Et ces premiers instants de Forest Of October, ce son de guitare si chaleureux et si solennel, qui rend une nouvelle fois le jeu complémentaire des deux guitaristes, tout en relief et en toucher, si prenant. Parcourons le plus en détail, ce fameux morceau, tant il est symptomatique de l’univers d’Opeth. Outre son introduction flamboyante, on retrouve par la suite cette alternance équilibrée de passages virulents et compacts, balancés entre la lourdeur d’un death/doom puissant - et d’un côté glacial et cinglant qui n’est pas sans conférer au black metal - et de ces innombrables breaks acoustiques, opérant tels des respirations bienvenues, tout en renforçant la puissance sombre et angoissée de l’atmosphère. Puis vient soudain cette guitare plaintive, jouant langoureusement un solo lent et angoissé sorti tout droit du hard rock de vingt ans en arrière, qui amène avec brio l’enchaînement vers le second thème du morceau. Nouvel accès de colère noire, toujours rehaussée par des touches mélodiques lui conférant une beauté glaciale. Le travail de la basse y est d’ailleurs à souligner, venant judicieusement jouer un double rôle de rythmique et de lead mélodique lorsque les guitares s’évadent dans leurs effluves baroques. Et enfin, l’épilogue acoustique tout en toucher et en finesse, histoire de finir au fond du trou?

The Twilight Is My Tobe reprend la même recette, sauf que sur le fond le morceau est moins nuancé et joue plus la carte de la colère que du désespoir. On y retrouve ainsi à la fois les parties les plus massives et les plus violentes du disque, mais aussi les breaks les plus rock, bref une approche progressive poussée encore plus loin, mais toujours avec le même bonheur. A noter ici les embryons de chant clair du plus bel effet sur la fin du morceau, lui conférant à la fois un côté mystique et laissant auguré un potentiel qu’Opeth exploitera plus tard avec plus de gourmandise.
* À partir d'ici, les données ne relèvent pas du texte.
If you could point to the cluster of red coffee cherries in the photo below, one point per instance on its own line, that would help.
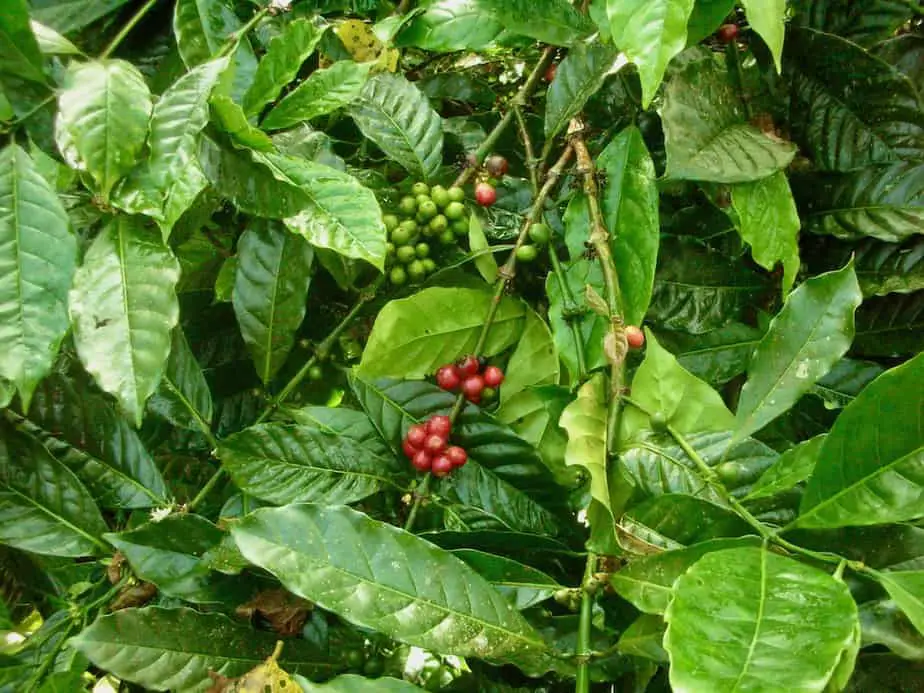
(472, 378)
(427, 447)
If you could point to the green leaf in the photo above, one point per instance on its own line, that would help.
(768, 221)
(706, 130)
(84, 431)
(647, 582)
(523, 585)
(19, 51)
(339, 213)
(651, 33)
(450, 25)
(579, 76)
(793, 467)
(176, 649)
(396, 116)
(809, 335)
(549, 21)
(412, 337)
(883, 202)
(374, 575)
(183, 398)
(323, 92)
(123, 307)
(104, 108)
(768, 19)
(869, 468)
(782, 625)
(43, 507)
(282, 463)
(660, 385)
(871, 112)
(38, 256)
(630, 208)
(281, 64)
(270, 292)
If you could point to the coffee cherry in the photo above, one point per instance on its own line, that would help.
(422, 461)
(456, 455)
(497, 165)
(635, 337)
(468, 365)
(439, 425)
(441, 466)
(473, 386)
(447, 378)
(727, 33)
(493, 376)
(485, 194)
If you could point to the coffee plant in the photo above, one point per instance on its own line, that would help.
(462, 345)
Cinquième et dernière pièce finale, The Apostle in Triumph est peut-être le morceau le plus esthétique, le plus lourdement chargé en émotion. Et pour ce faire, on a droit à une démonstration époustouflante du savoir-faire des musiciens, ceux-ci parvenant à donner un corps et un relief incroyable à leur musique, les trois instruments à corde jouant par moment simultanément des lignes mélodiques complexes qui viennent s’imbriquer les unes dans les autres pour former un résultat d’une richesse incroyable, le tout étant épaulé par un jeu de batterie à la fois massif et très fin. C’est en fait ce qui deviendra la marque de fabrique des Suédois, ce qui explique aussi les vaines tentatives de catalogage de la musique d’Opeth. Death, Doom, Heavy, Black, Rock, Prog, Néo-classique, Jazz, tout y passera, et pourtant cette longue litanie n’est jamais parvenue à décrire ne serait-ce qu’un dixième de la richesse de la musique d’Opeth.

La légende est née grâce à cela. Comme sortis de nulle part, paraissant affranchis de toute influence trop marquée, les jeunes Suédois semblent être parvenu à créer un univers musical unique, caractérisé par l’utilisation de divers inspirations et courants musicaux, aidé par une technique individuelle bluffante. Et bien loin de tomber dans les travers que ses détracteurs stigmatisent par ignorance musicale ou par jalousie, Orchid n’est ni prétentieux, ni pompeux, ni désordonné.

La démonstration du génie d’Opeth prend corps immédiatemment dans son premier album. Ambitieux comme aucun autre disque à l’époque, Opeth sait où il veut aller, avec conviction. Et les écoutes successives n’en sont que plus révélatrices : au-delà d’une forme sophistiquée, complexe et jamais vue, le fond de l’?uvre est bien plus riche et plus vaste encore, d’une richesse émotionnelle qui ne se laisse découvrir qu’avec le temps.

Ce premier chef d’?uvre fait déjà rentrer Opeth dans la légende. Pour peu qu’il récidive sur un second album, ce qui n’est jamais le plus simple, il deviendra culte?